Your business depends on your mobile capabilities. Mobile apps have saved me many times when sending a critical mass notification to employees during a crisis event from a donut shop or library to thousands of employees. As our technology becomes exponentially more powerful our
devices become smaller. They are already tiny enough to be woven into our clothing, imbedded in our skin and swallowed in blue-tooth enabled pills. We will discuss the benefits of these products and learn who is making them in other technology related posts on Ultimate Business Continuity.
Think about how fast miniaturization has shrunk our computers. A few short years ago, we all had similar beige desktop computers that were anchored to our desks. Yes, every desktop had to be beige and it had to be tethered to a desk. When Osborne and Compaq released ‘luggables’ (35
pound ‘portable’ computers) it was both a breakthrough and a back-breaker. I remember going on vacation with a luggable and a suitcase full of 500-page technology text books – total weight over 50 pounds! The luggable still had to be plugged into a wall socket or it was just an expensive
workout weight. It would have taken a car battery to power it, and yes that experiment crossed my mind briefly.
Currently we can easily carry thousands of times more computing power using mobile devices weighing ounces, not pounds. I will not insult these devices by calling them mobile phones as they do so much more. In addition to a mobile device, you can bring along thousands of books, documentsand magazines on an eReader.
Internet of Things (IOT):
IOT gets me extremely excited. It consists of billions of value-laden smart sensor enabled devices that allow us a deeper understanding of the world, whether it’s for health, sports, entertainment, or business. It is a game changer for innovative organizations.
IOT opens up a world in which digital and physical elements connect and gather information in real-time to predict circumstances, prevent problems, and create immense opportunities and benefits for our society.

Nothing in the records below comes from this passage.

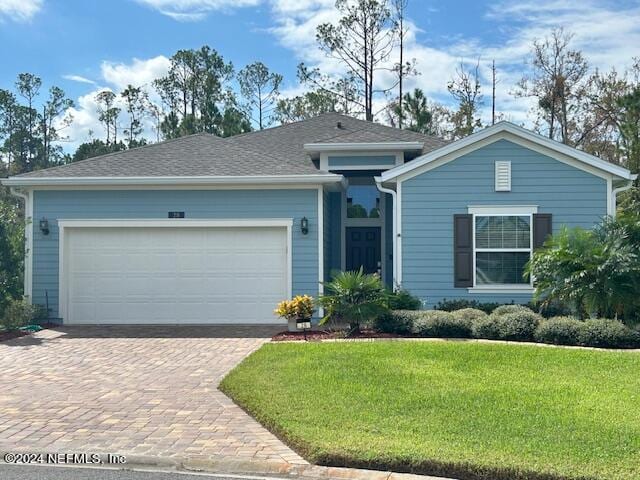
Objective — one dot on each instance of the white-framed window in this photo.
(502, 245)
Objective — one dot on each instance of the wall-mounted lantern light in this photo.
(44, 226)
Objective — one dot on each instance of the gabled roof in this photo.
(509, 131)
(271, 153)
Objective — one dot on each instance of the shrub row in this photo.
(547, 309)
(19, 313)
(509, 322)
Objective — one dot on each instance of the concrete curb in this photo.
(232, 465)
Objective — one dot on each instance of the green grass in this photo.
(475, 411)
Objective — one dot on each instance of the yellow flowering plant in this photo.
(300, 306)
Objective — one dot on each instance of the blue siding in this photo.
(357, 160)
(203, 204)
(429, 201)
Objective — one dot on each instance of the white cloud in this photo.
(79, 79)
(194, 10)
(139, 73)
(85, 121)
(116, 77)
(19, 10)
(607, 34)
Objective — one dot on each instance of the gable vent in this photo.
(503, 176)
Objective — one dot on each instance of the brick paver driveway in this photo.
(131, 390)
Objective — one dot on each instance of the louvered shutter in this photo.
(463, 251)
(542, 228)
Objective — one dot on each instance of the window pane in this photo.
(502, 232)
(500, 267)
(363, 201)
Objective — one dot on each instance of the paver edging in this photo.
(231, 465)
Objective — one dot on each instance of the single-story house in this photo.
(203, 229)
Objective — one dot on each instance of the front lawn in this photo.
(461, 409)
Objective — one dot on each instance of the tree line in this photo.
(596, 111)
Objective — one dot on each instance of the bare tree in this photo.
(261, 88)
(402, 68)
(493, 92)
(558, 72)
(362, 40)
(465, 88)
(108, 114)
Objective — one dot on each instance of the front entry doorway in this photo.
(363, 249)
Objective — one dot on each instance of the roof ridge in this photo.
(121, 152)
(342, 134)
(283, 125)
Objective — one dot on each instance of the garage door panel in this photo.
(175, 275)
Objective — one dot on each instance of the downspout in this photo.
(394, 203)
(26, 197)
(616, 191)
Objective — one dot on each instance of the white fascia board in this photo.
(359, 147)
(175, 222)
(502, 209)
(318, 179)
(520, 132)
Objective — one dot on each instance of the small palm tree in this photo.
(353, 297)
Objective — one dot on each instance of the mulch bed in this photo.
(317, 335)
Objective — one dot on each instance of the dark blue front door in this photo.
(363, 249)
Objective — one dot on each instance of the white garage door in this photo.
(174, 275)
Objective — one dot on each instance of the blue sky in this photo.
(83, 46)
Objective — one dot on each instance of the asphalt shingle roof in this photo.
(274, 151)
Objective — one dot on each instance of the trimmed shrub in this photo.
(487, 328)
(506, 309)
(18, 313)
(437, 323)
(517, 325)
(551, 308)
(459, 304)
(403, 300)
(470, 315)
(559, 331)
(601, 332)
(396, 321)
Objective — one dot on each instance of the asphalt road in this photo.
(27, 472)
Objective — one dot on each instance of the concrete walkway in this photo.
(145, 391)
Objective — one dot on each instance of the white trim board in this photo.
(502, 209)
(324, 160)
(63, 225)
(511, 132)
(359, 147)
(314, 179)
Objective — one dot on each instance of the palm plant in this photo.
(353, 297)
(596, 271)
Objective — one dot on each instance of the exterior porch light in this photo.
(44, 226)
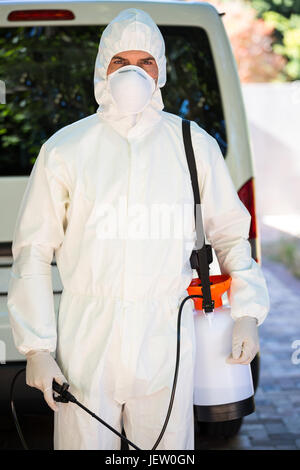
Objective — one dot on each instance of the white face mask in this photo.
(131, 88)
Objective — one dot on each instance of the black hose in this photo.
(69, 397)
(13, 409)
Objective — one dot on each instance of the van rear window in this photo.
(48, 73)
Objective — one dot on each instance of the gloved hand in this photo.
(245, 341)
(41, 369)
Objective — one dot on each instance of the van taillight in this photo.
(247, 196)
(40, 15)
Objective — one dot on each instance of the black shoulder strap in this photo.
(199, 256)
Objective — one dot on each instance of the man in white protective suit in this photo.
(115, 336)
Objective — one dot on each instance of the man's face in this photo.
(140, 58)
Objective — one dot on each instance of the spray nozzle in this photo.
(62, 390)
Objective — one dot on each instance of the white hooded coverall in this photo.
(115, 336)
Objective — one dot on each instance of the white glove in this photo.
(245, 341)
(41, 369)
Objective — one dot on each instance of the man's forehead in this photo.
(144, 55)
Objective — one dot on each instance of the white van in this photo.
(48, 50)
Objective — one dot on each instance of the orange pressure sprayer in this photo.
(222, 391)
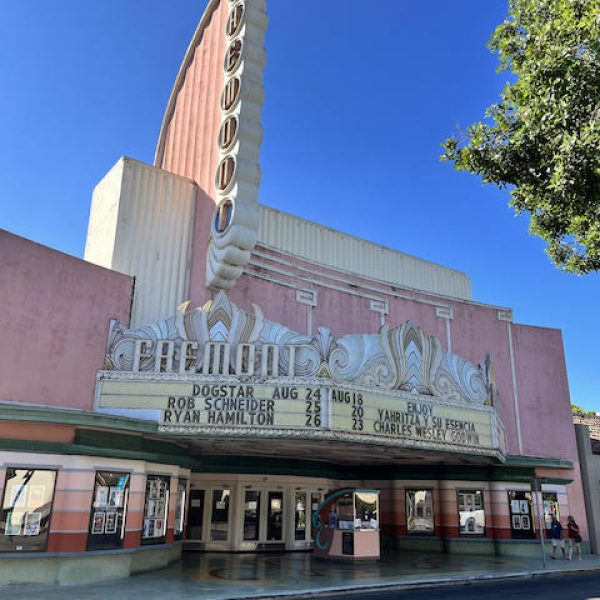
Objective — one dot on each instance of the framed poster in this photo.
(37, 496)
(110, 525)
(158, 527)
(115, 497)
(153, 485)
(31, 525)
(13, 523)
(18, 495)
(98, 523)
(101, 496)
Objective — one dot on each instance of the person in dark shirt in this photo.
(574, 537)
(556, 537)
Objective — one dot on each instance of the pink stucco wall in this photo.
(54, 315)
(475, 330)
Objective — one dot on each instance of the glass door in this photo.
(275, 517)
(251, 515)
(195, 515)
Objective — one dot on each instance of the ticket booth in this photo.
(347, 525)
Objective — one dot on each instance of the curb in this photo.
(394, 586)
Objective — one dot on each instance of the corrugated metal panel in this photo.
(336, 249)
(153, 236)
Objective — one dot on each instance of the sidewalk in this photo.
(228, 576)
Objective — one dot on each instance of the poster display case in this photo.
(419, 512)
(154, 529)
(471, 512)
(26, 509)
(521, 515)
(109, 510)
(347, 525)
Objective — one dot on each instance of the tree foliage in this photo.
(577, 410)
(543, 137)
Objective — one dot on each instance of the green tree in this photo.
(543, 137)
(577, 410)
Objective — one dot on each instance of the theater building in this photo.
(214, 368)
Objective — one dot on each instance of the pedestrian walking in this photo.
(556, 537)
(574, 537)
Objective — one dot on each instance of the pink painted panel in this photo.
(546, 421)
(192, 129)
(54, 321)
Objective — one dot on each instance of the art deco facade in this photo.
(215, 367)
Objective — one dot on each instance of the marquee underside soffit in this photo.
(328, 452)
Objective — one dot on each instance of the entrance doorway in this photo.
(252, 513)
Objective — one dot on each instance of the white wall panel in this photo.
(141, 224)
(339, 250)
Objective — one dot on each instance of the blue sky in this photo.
(359, 97)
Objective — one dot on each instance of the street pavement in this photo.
(300, 575)
(563, 587)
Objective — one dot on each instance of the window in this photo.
(223, 216)
(219, 521)
(419, 511)
(251, 515)
(180, 508)
(521, 515)
(225, 172)
(366, 510)
(550, 500)
(156, 510)
(233, 56)
(234, 21)
(471, 513)
(109, 509)
(26, 509)
(228, 132)
(231, 93)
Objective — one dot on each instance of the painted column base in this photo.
(88, 567)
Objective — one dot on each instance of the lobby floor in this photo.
(225, 576)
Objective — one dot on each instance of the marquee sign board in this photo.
(207, 404)
(218, 370)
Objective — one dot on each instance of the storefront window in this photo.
(180, 508)
(26, 509)
(300, 516)
(109, 509)
(471, 513)
(251, 515)
(219, 522)
(521, 514)
(157, 506)
(275, 517)
(419, 511)
(550, 500)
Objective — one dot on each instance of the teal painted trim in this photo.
(513, 460)
(78, 449)
(40, 414)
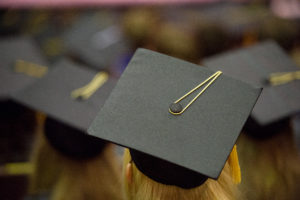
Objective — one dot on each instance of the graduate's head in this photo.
(137, 185)
(181, 143)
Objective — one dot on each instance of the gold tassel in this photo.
(283, 77)
(88, 90)
(233, 161)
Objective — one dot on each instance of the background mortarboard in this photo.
(254, 65)
(136, 113)
(13, 49)
(16, 122)
(96, 39)
(52, 95)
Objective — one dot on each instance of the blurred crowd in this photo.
(104, 39)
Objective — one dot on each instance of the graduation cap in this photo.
(96, 39)
(21, 64)
(173, 140)
(70, 95)
(267, 65)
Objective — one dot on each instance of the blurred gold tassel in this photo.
(233, 161)
(284, 77)
(88, 90)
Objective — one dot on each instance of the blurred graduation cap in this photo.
(267, 65)
(21, 64)
(96, 39)
(70, 95)
(172, 141)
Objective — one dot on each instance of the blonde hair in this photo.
(271, 166)
(142, 187)
(45, 161)
(98, 178)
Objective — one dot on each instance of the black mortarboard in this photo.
(68, 117)
(254, 65)
(184, 149)
(96, 39)
(17, 123)
(14, 50)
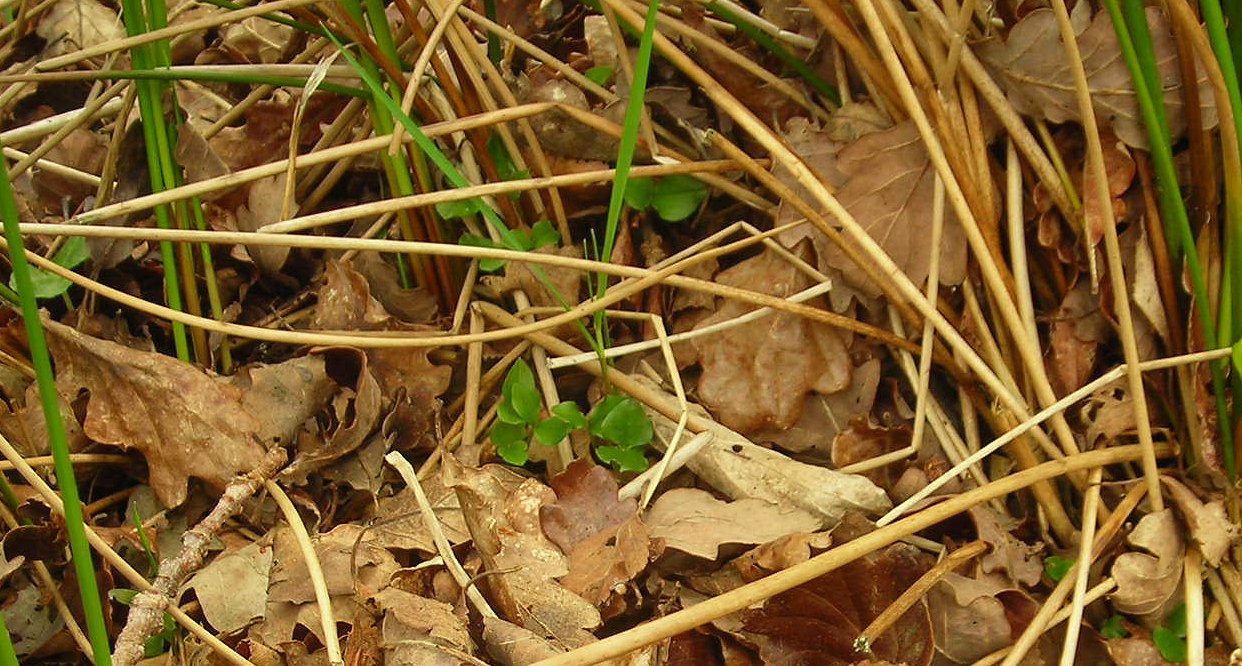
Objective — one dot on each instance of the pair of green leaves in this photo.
(71, 255)
(617, 420)
(673, 198)
(540, 235)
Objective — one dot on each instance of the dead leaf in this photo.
(232, 588)
(1031, 67)
(1209, 526)
(72, 26)
(1148, 582)
(756, 375)
(694, 522)
(184, 421)
(1020, 561)
(816, 623)
(1076, 333)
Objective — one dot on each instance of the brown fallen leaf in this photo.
(756, 375)
(815, 624)
(1148, 582)
(1031, 67)
(1020, 561)
(1209, 526)
(185, 423)
(694, 522)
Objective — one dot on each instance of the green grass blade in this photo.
(80, 548)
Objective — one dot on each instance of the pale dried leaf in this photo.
(756, 375)
(1146, 582)
(185, 423)
(1032, 67)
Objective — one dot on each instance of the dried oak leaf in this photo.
(1020, 561)
(1032, 67)
(185, 421)
(815, 624)
(606, 543)
(1146, 583)
(1209, 526)
(756, 375)
(694, 522)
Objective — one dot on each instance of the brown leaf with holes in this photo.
(694, 522)
(1149, 577)
(185, 423)
(815, 624)
(1032, 67)
(1076, 334)
(756, 375)
(1020, 561)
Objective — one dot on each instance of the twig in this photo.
(147, 611)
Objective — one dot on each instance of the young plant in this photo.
(617, 421)
(673, 198)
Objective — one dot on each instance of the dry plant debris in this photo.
(826, 272)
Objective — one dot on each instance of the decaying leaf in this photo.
(1148, 582)
(817, 623)
(1031, 66)
(694, 522)
(1209, 526)
(739, 469)
(185, 423)
(756, 375)
(1019, 561)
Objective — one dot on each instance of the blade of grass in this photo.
(75, 521)
(1173, 210)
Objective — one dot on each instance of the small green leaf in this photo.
(570, 413)
(1056, 567)
(486, 265)
(521, 393)
(1171, 646)
(514, 452)
(453, 210)
(600, 75)
(506, 434)
(550, 430)
(1113, 628)
(639, 193)
(622, 459)
(544, 235)
(620, 420)
(678, 196)
(71, 255)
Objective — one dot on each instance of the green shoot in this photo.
(617, 421)
(75, 521)
(675, 198)
(1170, 636)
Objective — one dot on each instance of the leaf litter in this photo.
(493, 564)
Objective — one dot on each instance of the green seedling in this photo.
(616, 420)
(71, 255)
(600, 76)
(540, 235)
(1113, 628)
(1170, 636)
(673, 198)
(1056, 567)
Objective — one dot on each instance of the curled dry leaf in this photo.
(756, 375)
(1209, 526)
(185, 423)
(739, 469)
(817, 623)
(1020, 561)
(694, 522)
(1032, 68)
(1146, 582)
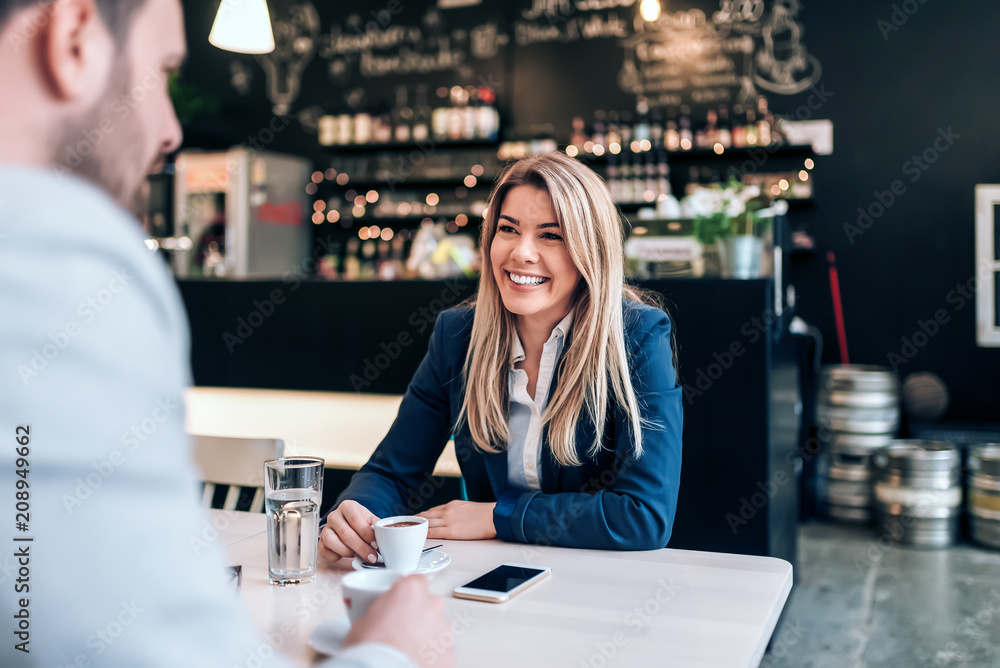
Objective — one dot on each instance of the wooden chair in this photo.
(233, 470)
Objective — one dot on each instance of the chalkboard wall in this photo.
(893, 81)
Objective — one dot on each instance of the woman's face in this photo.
(531, 263)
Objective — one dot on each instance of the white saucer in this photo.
(430, 562)
(328, 637)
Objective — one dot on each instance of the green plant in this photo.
(189, 100)
(729, 209)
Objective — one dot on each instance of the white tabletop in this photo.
(343, 428)
(599, 608)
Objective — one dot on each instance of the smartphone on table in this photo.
(503, 583)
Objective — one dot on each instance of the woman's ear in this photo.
(76, 50)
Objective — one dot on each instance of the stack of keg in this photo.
(918, 492)
(858, 413)
(984, 494)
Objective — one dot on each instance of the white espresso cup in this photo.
(401, 546)
(361, 588)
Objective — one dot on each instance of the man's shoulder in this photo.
(45, 201)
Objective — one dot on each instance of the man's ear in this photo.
(76, 50)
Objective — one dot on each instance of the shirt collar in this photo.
(560, 330)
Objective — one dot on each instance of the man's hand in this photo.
(461, 520)
(348, 532)
(411, 619)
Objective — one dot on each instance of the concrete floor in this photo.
(859, 604)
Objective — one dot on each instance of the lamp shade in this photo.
(243, 26)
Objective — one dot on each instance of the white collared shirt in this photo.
(524, 416)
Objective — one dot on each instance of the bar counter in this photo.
(739, 484)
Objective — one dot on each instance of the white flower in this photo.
(704, 201)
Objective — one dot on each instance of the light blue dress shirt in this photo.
(125, 570)
(524, 417)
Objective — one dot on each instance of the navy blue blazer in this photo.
(611, 501)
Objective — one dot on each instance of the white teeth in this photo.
(526, 280)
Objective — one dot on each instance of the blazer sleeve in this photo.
(397, 480)
(635, 510)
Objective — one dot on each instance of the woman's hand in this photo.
(348, 532)
(461, 520)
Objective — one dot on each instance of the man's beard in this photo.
(100, 144)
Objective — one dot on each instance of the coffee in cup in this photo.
(401, 541)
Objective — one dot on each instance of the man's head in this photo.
(91, 80)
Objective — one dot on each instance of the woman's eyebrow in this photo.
(518, 223)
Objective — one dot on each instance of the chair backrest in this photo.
(233, 470)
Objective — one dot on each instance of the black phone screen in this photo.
(504, 578)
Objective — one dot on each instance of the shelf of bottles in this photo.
(406, 186)
(661, 154)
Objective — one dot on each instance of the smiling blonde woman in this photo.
(557, 382)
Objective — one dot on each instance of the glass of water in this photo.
(293, 490)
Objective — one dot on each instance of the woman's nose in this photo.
(524, 250)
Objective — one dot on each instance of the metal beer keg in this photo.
(984, 494)
(858, 413)
(918, 492)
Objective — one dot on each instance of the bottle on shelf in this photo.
(642, 125)
(725, 127)
(352, 263)
(422, 114)
(613, 174)
(368, 267)
(656, 129)
(763, 122)
(686, 136)
(470, 113)
(345, 128)
(599, 138)
(649, 191)
(441, 117)
(751, 127)
(739, 131)
(402, 117)
(578, 138)
(672, 136)
(456, 113)
(613, 136)
(327, 130)
(488, 118)
(626, 130)
(705, 137)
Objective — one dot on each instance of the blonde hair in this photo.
(595, 356)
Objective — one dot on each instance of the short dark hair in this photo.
(116, 14)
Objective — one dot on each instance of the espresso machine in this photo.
(239, 214)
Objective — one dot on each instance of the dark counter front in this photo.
(738, 481)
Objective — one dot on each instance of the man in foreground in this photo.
(93, 360)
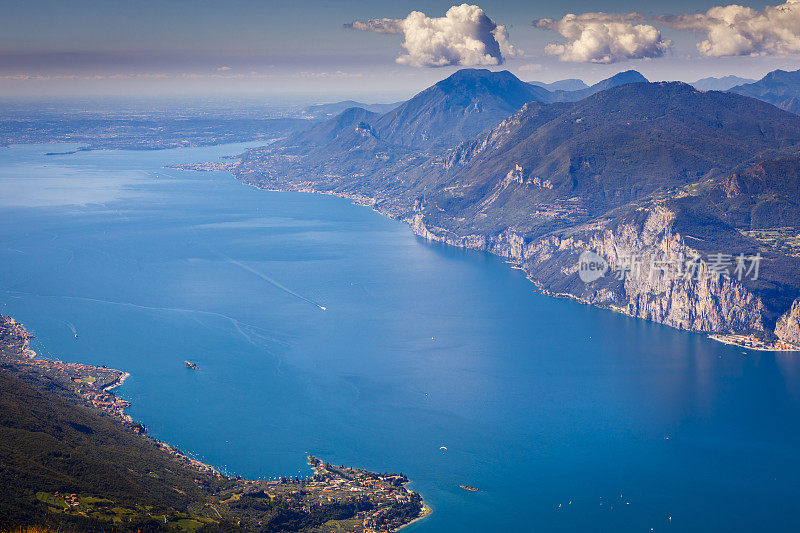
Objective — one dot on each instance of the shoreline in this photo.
(90, 386)
(749, 342)
(373, 203)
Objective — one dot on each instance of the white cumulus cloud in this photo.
(736, 30)
(604, 38)
(465, 36)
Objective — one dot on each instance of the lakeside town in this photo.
(751, 342)
(334, 499)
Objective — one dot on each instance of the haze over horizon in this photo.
(383, 51)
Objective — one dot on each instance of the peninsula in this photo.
(59, 421)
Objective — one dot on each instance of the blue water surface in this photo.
(567, 418)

Internet connectivity and smart sensors are being integrated into industrial processes, transportation routes, workforce practices, buildings and every type of operational system. This is improving and revolutionizing the efficiency, productivity, and effectiveness of individuals, businesses and
governments. The Internet of Things – or the Internet of Everything – is transforming the way we work and play in today’s world.
Application Programming Interface (API’s):
I strongly feel API’s belong on this list of critical technologies. They are the connectors that allow us to mash and mesh systems and data. They allow machines to talk to other machines. They provide the ‘sum is greater than the parts’ building blocks we need to create simple and complex systems.
They enable you to connect applications to provide customer delight and create an infinite number of innovative solutions. API’s have so many benefits for business continuity, critical event management, safety and security. I like to use the analogy of snapping together Lego blocks or Tinker toys to create amazing structures.
By the way, if you have a child that loves building with Legos or other such blocks, it is an excellent sign of good things to come. I speak from experience as the proud dad of my favorite professional software developer, engineer, technologist and son. He was a Lego master builder.
As a bonus, in ‘The Internet of Everything’ post, I share some amazing new
middle-ware tools that make using APIs as easy as inputting a few pieces of information and snapping systems and physical devices together in minutes. It is magic and no technical skills are required to do it. How cool is that!
I hope you are ready to Digitally Rock the World!